可如今,鸾鸾对他来说,就显得有些碍眼了。章堂上马,章杰“吃”,正窃喜父亲白送了匹马,却听见一个得意的声音传来:“将军。”章杰心思在吵架的事中,看漏了父亲的诡计,原本局势大好的棋竟被翻盘,他不甘心,仔细环顾全盘,却已无法活棋。看着他有些遗憾的表情,章堂拍了拍他的肩膀。
“人生如对弈,切勿因小失大,更不能只看眼前。这些道理你都懂的,就不需为父多说了罢。”章杰点头。他知道父亲的意思。鲍家如今是章家的后盾,这杭州城里水深火热,没了鲍家的支持,是不可能站稳脚跟的。正因如此,他平日里也多惯着鲍若兰,小心嘘寒问暖,事事忍让。可他也需要人关心,需要释放,他能说话的也就只有鸾鸾了。
见儿子点着头,却低头不语。章堂以为他是怕了,虽然从小到大他没苛责过章杰几回,但每回教训,章杰总是低着头,儿时还会掉眼泪,见到柳姻姻便回怯生生地躲在她身后。看着儿子这般怯懦,章堂也生气,好在成人了,虽然不刚强,但不似儿时。
于是,章堂又拍了拍他的肩膀笑道:“为父相信你能处理好,咱们再来。这回可专心些哦。”章杰抬起头,勉强笑了笑,楚河汉界,再次剑拔弩张。这次,章杰胜了。章堂哈哈大笑,连声称赞。
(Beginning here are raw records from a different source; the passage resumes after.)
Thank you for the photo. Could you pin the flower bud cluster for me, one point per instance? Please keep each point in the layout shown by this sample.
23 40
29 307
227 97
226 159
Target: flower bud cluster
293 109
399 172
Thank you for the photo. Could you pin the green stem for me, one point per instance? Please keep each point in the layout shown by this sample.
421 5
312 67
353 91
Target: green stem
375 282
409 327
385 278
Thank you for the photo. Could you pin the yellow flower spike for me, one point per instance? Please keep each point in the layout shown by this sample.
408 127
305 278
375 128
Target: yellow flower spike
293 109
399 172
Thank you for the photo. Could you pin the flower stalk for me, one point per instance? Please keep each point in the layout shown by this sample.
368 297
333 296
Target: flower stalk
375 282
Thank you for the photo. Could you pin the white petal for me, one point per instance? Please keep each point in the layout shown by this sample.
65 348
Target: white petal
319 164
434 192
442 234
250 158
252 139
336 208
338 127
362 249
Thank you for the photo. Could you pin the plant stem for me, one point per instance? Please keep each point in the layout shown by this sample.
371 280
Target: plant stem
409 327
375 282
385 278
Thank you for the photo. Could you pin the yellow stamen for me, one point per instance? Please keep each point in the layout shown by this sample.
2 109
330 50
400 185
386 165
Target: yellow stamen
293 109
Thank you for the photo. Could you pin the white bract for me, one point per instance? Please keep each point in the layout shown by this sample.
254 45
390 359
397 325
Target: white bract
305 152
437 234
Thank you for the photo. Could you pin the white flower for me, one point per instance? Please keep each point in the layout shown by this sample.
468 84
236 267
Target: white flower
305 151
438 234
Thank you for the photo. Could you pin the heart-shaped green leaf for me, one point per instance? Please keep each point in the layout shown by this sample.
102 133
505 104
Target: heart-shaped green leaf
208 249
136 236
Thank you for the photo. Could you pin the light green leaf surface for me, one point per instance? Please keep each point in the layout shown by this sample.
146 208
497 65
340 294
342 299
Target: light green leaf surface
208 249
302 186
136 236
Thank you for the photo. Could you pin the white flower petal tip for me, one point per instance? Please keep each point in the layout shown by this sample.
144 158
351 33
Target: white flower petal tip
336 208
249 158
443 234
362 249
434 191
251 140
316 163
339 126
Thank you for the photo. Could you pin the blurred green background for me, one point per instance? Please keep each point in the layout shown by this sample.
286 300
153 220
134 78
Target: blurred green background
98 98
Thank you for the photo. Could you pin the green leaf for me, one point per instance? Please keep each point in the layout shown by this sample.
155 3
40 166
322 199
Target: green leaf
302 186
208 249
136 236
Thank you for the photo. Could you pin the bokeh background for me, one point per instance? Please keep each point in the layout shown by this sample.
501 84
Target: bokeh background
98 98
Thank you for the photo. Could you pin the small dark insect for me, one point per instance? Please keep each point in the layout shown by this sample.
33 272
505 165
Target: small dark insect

恰那时,柳姻姻的声音远远传来:“父子俩作甚呢?这般热闹。”两人闻声望去,两位章夫人大约循声而来,正进门呢。
章杰连忙起身请安,柳姻姻摆手。顺手拉过鲍若兰的手,送到章杰眼前:“一个人闲得慌,找你爹手谈罢。娘把你媳妇还给你,回去罢。”
这是母亲给的台阶,章杰如何不明白,抬起头时,看到鲍若兰的脸还算平静,顺势牵过她的手,两人齐齐行礼后,一同回别院去了。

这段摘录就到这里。